Turning to the issue that it found dispositive, the court concluded that Pitney Bowes was not a bona fide partner because it “lacked a meaningful stake in either the success or failure of [the partnership].” Slip op. 85. In reaching that conclusion, the court relied heavily on two recent court of appeals’ decisions, the Second Circuit’s analysis of bona fide equity partnership participation in TIFD III-E, Inc. v. United States, 459 F.3d 220 (2d Cir. 2006) (“Castle Harbour”) and the Fourth Circuit’s analysis of “disguised sales” in Virginia Historic Tax Credit Fund 2001 LP v. Commissioner, 639 F.3d 129 (4th Cir. 2011). Although the taxpayer had objected that the latter case was irrelevant because no disguised sale issue was present, the court agreed with the government’s argument in its reply brief that “the disguised-sale analysis in that case ‘touches on the same risk-reward analysis that lies at the heart of the bona fide-partner determination.’” Slip op. 67 n.54 (quoting U.S. Reply Br. 9). See our previous report here. The court elaborated on this point as follows: “Although we are not suggesting that a disguised-sale determination and a bona fide-partner inquiry are interchangeable, the analysis pertinent to each look to whether the putative partner is subject to meaningful risks of partnership operations before that partner receives the benefits which may flow from that enterprise.” Id. at 69 n.54.
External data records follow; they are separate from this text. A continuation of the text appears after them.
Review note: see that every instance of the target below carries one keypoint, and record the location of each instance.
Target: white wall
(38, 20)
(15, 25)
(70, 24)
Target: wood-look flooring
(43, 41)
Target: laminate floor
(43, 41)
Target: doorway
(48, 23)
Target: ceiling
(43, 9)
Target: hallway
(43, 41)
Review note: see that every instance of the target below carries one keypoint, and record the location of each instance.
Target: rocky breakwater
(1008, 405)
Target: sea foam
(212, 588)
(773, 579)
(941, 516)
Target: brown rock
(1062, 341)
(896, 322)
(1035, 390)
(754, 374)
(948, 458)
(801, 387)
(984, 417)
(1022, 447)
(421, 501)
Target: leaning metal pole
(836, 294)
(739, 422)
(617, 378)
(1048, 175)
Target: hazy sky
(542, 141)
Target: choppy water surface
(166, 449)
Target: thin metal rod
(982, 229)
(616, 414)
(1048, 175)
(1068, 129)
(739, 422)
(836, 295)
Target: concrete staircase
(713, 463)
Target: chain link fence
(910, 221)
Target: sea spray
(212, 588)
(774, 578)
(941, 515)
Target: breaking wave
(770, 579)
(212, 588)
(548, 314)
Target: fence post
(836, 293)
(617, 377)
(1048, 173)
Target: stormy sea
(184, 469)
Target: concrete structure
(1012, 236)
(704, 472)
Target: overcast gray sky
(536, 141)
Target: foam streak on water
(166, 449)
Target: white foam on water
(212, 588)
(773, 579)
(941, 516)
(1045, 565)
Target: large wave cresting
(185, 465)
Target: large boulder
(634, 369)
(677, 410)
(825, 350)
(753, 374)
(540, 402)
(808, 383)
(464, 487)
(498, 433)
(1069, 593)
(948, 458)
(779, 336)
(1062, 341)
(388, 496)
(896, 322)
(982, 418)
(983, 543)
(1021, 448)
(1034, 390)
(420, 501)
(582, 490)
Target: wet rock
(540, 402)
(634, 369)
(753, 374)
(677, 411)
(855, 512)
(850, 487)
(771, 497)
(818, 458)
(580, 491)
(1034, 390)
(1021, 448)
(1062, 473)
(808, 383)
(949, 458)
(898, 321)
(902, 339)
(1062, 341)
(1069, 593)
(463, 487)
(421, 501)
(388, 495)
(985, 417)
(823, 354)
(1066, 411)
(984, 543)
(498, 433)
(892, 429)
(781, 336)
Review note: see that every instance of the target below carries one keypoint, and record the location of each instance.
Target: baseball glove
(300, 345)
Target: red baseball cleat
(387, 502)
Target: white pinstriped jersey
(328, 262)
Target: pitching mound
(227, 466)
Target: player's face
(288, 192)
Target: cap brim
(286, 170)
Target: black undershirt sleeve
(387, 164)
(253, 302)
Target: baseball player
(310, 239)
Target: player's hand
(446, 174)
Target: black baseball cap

The taxpayer had relied heavily on the Tax Court’s findings regarding the essentially factbound question of bona fide partnership, but the Third Circuit found that the deferential standard of review of factual findings was not an obstacle to reversal. The court first stated that “the record belies” the Tax Court’s conclusion that Pitney Bowes faced a risk that the rehabilitation would not be completed. Id. at 73. To deal with the standard of review, the court of appeals drew a hair-splitting distinction between the factual issue of “the existence of a risk” and what the court believed to be a “purely . . . legal question of how the parties agreed to divide that risk,” which “depends on the . . . documents and hence is a question of law.” Id. at 73 n.57. The court of appeals directly rejected other Tax Court findings regarding risk as “clearly erroneous.” Id. at 76.
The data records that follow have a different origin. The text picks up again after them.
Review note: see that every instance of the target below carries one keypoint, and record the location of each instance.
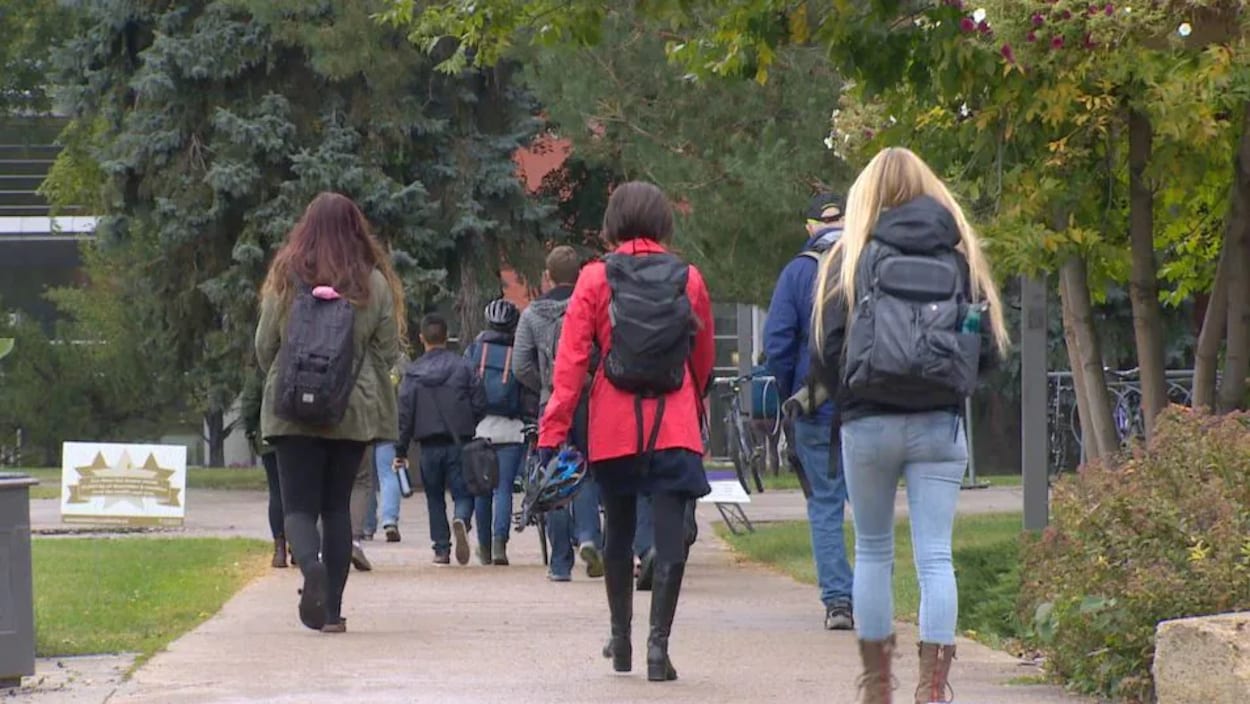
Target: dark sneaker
(839, 615)
(499, 552)
(594, 560)
(391, 533)
(313, 597)
(358, 558)
(460, 538)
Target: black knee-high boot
(665, 590)
(619, 580)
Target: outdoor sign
(725, 489)
(105, 483)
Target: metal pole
(970, 479)
(745, 346)
(1033, 403)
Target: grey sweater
(534, 349)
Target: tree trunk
(215, 427)
(1144, 281)
(1211, 336)
(1078, 374)
(1093, 400)
(1236, 245)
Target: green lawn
(134, 594)
(985, 553)
(196, 478)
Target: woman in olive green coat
(333, 253)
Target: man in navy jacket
(785, 343)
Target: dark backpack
(904, 345)
(494, 363)
(316, 367)
(653, 325)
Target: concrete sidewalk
(216, 513)
(420, 633)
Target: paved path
(216, 513)
(420, 633)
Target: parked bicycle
(745, 453)
(530, 469)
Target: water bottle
(973, 319)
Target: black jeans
(316, 477)
(620, 520)
(275, 494)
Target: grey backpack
(316, 367)
(904, 344)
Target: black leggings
(316, 478)
(620, 519)
(275, 494)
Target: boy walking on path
(508, 402)
(786, 343)
(440, 400)
(536, 338)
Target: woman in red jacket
(631, 450)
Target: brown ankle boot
(876, 684)
(934, 673)
(279, 552)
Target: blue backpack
(494, 363)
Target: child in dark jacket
(440, 404)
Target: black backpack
(653, 325)
(904, 344)
(316, 367)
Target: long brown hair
(331, 245)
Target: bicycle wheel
(735, 454)
(756, 464)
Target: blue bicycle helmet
(553, 487)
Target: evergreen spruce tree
(214, 123)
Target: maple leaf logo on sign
(124, 482)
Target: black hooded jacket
(919, 228)
(440, 399)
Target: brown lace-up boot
(876, 684)
(934, 687)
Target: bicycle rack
(735, 518)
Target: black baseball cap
(823, 201)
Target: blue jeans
(496, 509)
(644, 533)
(440, 473)
(566, 529)
(388, 483)
(929, 450)
(825, 509)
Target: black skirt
(675, 470)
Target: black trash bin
(16, 598)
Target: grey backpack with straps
(316, 369)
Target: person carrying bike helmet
(508, 405)
(650, 316)
(786, 357)
(576, 527)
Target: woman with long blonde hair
(906, 316)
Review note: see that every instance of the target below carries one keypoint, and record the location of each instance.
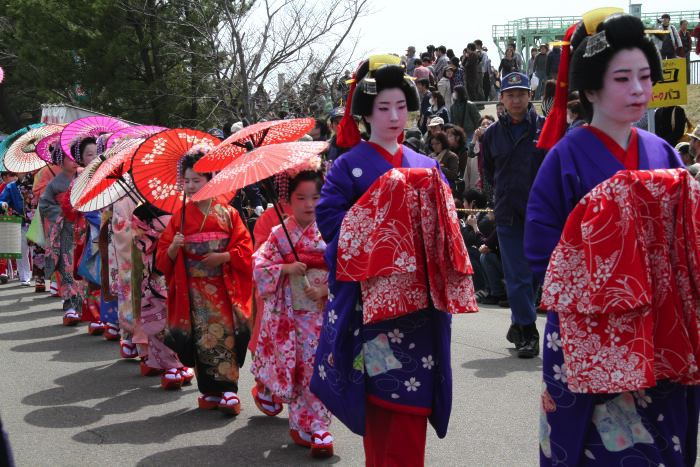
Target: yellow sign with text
(672, 89)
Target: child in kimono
(294, 292)
(207, 262)
(613, 70)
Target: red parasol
(131, 132)
(156, 165)
(254, 136)
(260, 164)
(111, 182)
(89, 126)
(46, 144)
(81, 182)
(257, 165)
(21, 156)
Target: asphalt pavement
(67, 399)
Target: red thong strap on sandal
(227, 407)
(321, 448)
(263, 404)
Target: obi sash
(402, 241)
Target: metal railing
(694, 72)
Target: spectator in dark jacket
(449, 162)
(422, 85)
(479, 233)
(552, 63)
(540, 70)
(511, 161)
(508, 63)
(463, 113)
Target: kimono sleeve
(267, 267)
(485, 149)
(163, 262)
(552, 197)
(337, 198)
(48, 206)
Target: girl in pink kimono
(294, 293)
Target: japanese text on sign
(672, 89)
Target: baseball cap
(515, 80)
(435, 121)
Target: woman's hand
(295, 268)
(213, 260)
(178, 242)
(316, 293)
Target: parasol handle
(182, 214)
(275, 204)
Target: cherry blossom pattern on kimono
(625, 280)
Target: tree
(171, 62)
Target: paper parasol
(21, 156)
(43, 147)
(257, 165)
(131, 132)
(7, 142)
(110, 181)
(89, 126)
(156, 164)
(257, 135)
(81, 182)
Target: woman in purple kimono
(387, 379)
(613, 70)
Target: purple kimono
(651, 427)
(401, 364)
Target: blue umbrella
(7, 142)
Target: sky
(454, 23)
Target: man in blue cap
(511, 161)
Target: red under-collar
(395, 159)
(628, 158)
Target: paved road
(67, 400)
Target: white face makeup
(626, 88)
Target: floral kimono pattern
(624, 280)
(150, 306)
(646, 427)
(402, 240)
(291, 323)
(218, 301)
(120, 264)
(60, 242)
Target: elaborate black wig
(369, 84)
(77, 149)
(188, 162)
(592, 54)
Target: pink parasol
(254, 136)
(21, 156)
(136, 131)
(46, 144)
(89, 126)
(110, 182)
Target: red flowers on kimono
(402, 238)
(625, 280)
(206, 305)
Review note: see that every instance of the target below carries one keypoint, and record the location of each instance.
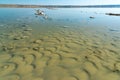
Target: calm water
(65, 44)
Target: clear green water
(68, 45)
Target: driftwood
(113, 14)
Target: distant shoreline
(56, 6)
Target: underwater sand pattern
(61, 54)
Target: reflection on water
(72, 44)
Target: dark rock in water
(91, 17)
(113, 14)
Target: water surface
(67, 45)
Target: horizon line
(57, 6)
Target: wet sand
(62, 53)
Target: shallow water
(67, 45)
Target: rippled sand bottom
(62, 53)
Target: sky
(61, 2)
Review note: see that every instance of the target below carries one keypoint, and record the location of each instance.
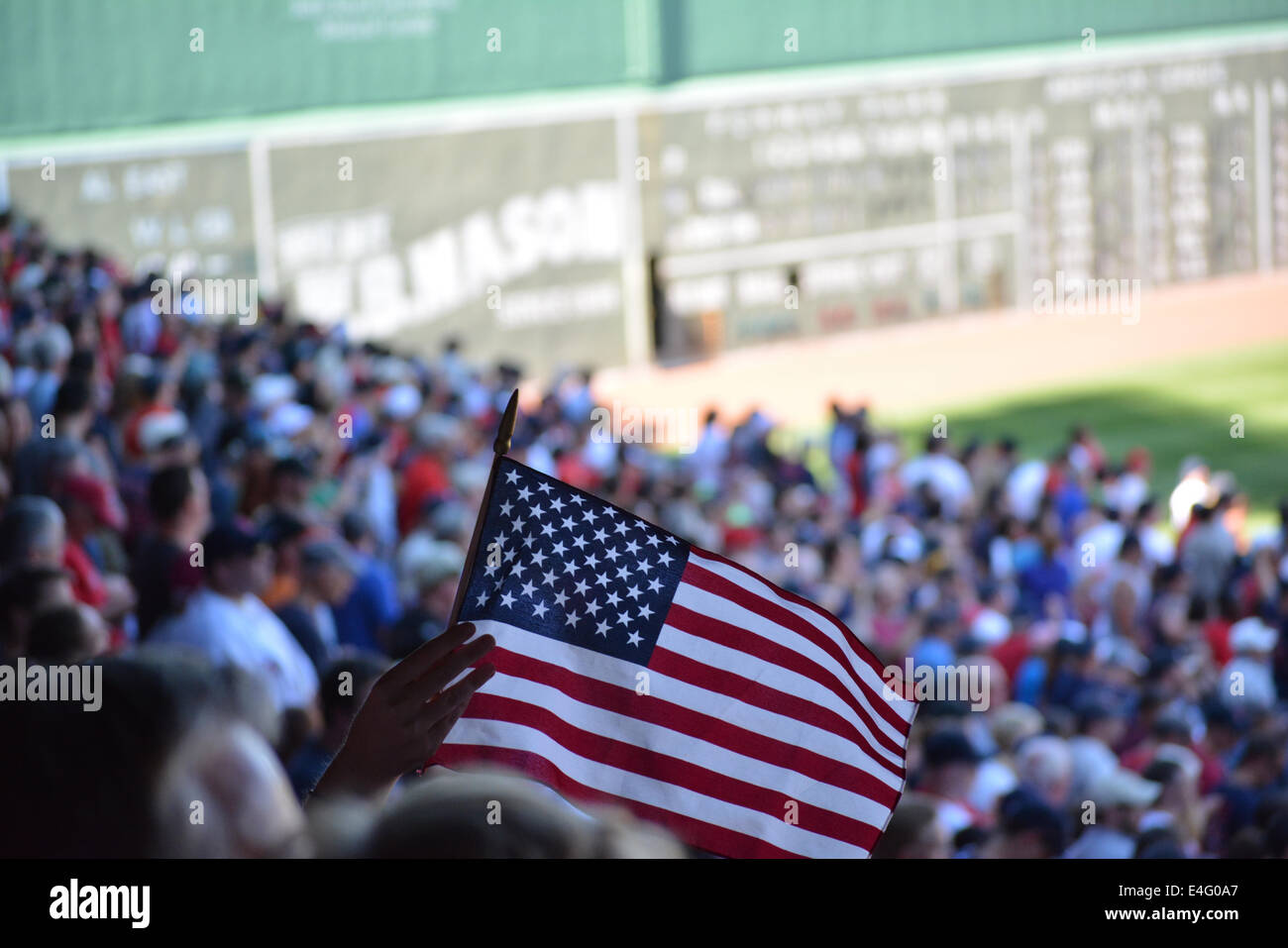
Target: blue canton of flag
(562, 563)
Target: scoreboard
(778, 214)
(634, 224)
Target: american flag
(636, 669)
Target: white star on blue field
(562, 563)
The court did not dwell on the policy implications of its decision. It stated that it was “mindful of Congress’s goal of encouraging rehabilitation of historic buildings” and had not ignored the concerns expressed by the amici that a ruling for the government could “jeopardize the viability of future historic rehabilitation projects.” Id. at 84. But the court brushed aside those concerns, taking comfort in the response of the government’s reply brief that “[i]t is the prohibited sale of tax credits, not the tax credit provision itself, that the IRS has challenged.” Id. at 85. Be that as it may, decisions like this are likely to diminish the practical effectiveness of the credit as an incentive and thus to frustrate to some extent Congress’s desire to encourage historic rehabilitation projects.
A petition for rehearing would be due on October 11.